"File server creation failed due to unknown reason" error during vSAN File Services enabling.
search cancel

"File server creation failed due to unknown reason" error during vSAN File Services enabling.

book

Article ID: 372903

calendar_today

Updated On: 04-22-2025

Products

VMware vSAN

Issue/Introduction

Symptoms:

  • When trying to enable vSAN File Services, process is getting stalled out around 89% and failing with error 'Cannot complete the operation. See the event log for details. File server creation failed due to unknown reason. Contact Broadcom Support for more information.'

  • vSAN Skyline health reports multiple health check alerts, indicating thumprint issue on the host.

Environment

VMware vSAN 7.x

VMware vSAN 8.x

Cause

  • There is an issue with one or more certs on the hosts which needs to be corrected.

  • vSAN FS process will create the vSAN FS VMs for the hosts as well as creating containers on those FS VMs.

/scratch/log/vdfs_support/containers/fsvm_logs/journal:Jun 12 17:16:08 localhost vsfs-xxxxxxxxxxxxxx[1401]: [MainThread] Changing container state: container_init_succeeded -> container_start_succeeded
/scratch/log/vdfs_support/containers/fsvm_logs/journal:Jun 12 17:16:08 localhost vsfs-xxxxxxxxxxxxxx[1406]: [MainThread] Changing container state: container_init_succeeded -> container_start_succeeded
/scratch/log/vdfs_support/containers/fsvm_logs/journal:Jun 12 17:16:08 localhost vsfs-xxxxxxxxxxxxxx[1407]: [MainThread] Changing container state: container_init_succeeded -> container_start_succeeded

  • FS domain creation will also start.

2024-06-12T17:15:49.560Z info vsand[6219358] [opID=facd59b4-W99-7a2c VsanFileServiceSystemImpl::CreateFileServiceDomain] Creating the domain on the RootFS ...

  • Process will eventually timeout when trying to callback to the hosts and will fail to connect to one or more hosts. The following error will be found in vsanmgmt logs.

2024-06-11T18:08:45.440Z error vsand[2104920] [opID=W3301037-W3301038 VsanVimHelpers::GetVsanVersionNamespace] Failed to test vsan vmodl version with error [SSL: CERTIFICATE_VERIFY_FAILED] certificate verify failed: unable to get local issuer certificate (_ssl.c:1131) on 10.xx.xx.xx

 

Resolution

  • Run the following command on all hosts, check should come back with an OK state.

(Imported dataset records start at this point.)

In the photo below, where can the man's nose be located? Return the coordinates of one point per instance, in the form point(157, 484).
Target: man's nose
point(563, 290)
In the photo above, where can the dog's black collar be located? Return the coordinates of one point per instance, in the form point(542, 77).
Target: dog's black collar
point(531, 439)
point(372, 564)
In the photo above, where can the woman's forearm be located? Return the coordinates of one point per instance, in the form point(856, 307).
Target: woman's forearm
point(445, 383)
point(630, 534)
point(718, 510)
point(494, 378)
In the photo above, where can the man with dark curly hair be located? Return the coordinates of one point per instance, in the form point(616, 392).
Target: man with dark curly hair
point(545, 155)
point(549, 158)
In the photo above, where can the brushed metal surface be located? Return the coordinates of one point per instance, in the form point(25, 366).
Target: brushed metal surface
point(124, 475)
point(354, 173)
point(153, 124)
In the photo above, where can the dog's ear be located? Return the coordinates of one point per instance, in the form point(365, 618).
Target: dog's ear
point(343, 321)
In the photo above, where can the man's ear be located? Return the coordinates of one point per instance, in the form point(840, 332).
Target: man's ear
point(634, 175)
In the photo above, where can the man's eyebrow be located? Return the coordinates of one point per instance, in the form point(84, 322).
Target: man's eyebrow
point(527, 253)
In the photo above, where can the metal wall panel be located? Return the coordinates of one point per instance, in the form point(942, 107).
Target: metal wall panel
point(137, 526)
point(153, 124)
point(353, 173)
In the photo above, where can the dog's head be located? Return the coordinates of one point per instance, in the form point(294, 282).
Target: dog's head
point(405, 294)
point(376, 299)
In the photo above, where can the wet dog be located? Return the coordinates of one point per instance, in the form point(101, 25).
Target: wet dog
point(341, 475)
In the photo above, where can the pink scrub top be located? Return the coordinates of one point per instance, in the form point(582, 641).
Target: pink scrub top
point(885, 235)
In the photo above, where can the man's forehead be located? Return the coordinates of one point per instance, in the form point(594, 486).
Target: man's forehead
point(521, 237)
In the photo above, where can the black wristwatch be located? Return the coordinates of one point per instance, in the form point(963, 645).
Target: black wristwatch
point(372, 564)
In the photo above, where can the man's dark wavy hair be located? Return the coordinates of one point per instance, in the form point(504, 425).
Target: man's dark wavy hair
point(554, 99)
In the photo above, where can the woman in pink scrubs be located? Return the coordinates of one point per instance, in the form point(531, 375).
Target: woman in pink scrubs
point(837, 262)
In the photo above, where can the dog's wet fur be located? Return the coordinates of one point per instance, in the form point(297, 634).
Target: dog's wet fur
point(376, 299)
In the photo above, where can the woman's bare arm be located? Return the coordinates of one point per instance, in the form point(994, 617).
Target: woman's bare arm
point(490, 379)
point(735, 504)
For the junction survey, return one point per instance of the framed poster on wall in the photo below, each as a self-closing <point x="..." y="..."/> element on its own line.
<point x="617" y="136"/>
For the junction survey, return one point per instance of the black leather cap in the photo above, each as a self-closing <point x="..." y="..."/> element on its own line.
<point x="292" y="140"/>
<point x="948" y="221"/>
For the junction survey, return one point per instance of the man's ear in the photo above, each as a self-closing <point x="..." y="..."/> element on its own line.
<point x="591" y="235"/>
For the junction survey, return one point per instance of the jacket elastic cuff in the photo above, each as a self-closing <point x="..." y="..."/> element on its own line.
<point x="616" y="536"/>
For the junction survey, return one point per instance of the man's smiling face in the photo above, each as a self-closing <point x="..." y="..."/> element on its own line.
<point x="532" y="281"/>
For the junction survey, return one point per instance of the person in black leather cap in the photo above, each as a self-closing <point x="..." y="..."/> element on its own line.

openssl verify -purpose sslclient -CAfile /etc/vmware/ssl/castore.pem /etc/vmware/ssl/rui.crt

Example of healthy cert return:

[root@vsan-host:~] openssl verify -purpose sslclient -CAfile /etc/vmware/ssl/castore.pem /etc/vmware/ssl/rui.crt
/etc/vmware/ssl/rui.crt: OK

Example of an unhealthy cert return:

[root@vsan-host:~] openssl verify -purpose sslclient -CAfile /etc/vmware/ssl/castore.pem /etc/vmware/ssl/rui.crt
/etc/vmware/ssl/rui.crt: C = country, ST = state, L = location, O = O, OU = OU, CN = vsan-host
error 20 at 0 depth lookup:unable to get local issuer certificate

  • If the using self signed certs follow the below link to renew and refresh the self signed certs:

Regenerate vSphere 6.x, 7.x, and 8.0 certificates using self-signed VMCA

  • If using custom certs then the certs will need to be reissued to the hosts that did not return in OK state from the above openssl command.

    Note: If the hosts are using custom certs and are added to distributed switches then you may observe all triggered alerts on skyline health are pointing to thumbprint issue on the host. In this case, place the vSAN node into maintenance mode and then remove the host from inventory. Add the host back in the vSAN cluster and then readd the host to the distributed switch by following - Add Hosts to the vSphere Distributed Switch

  • Should the above solutions still not resolve the issue then the certificates will need further investigation.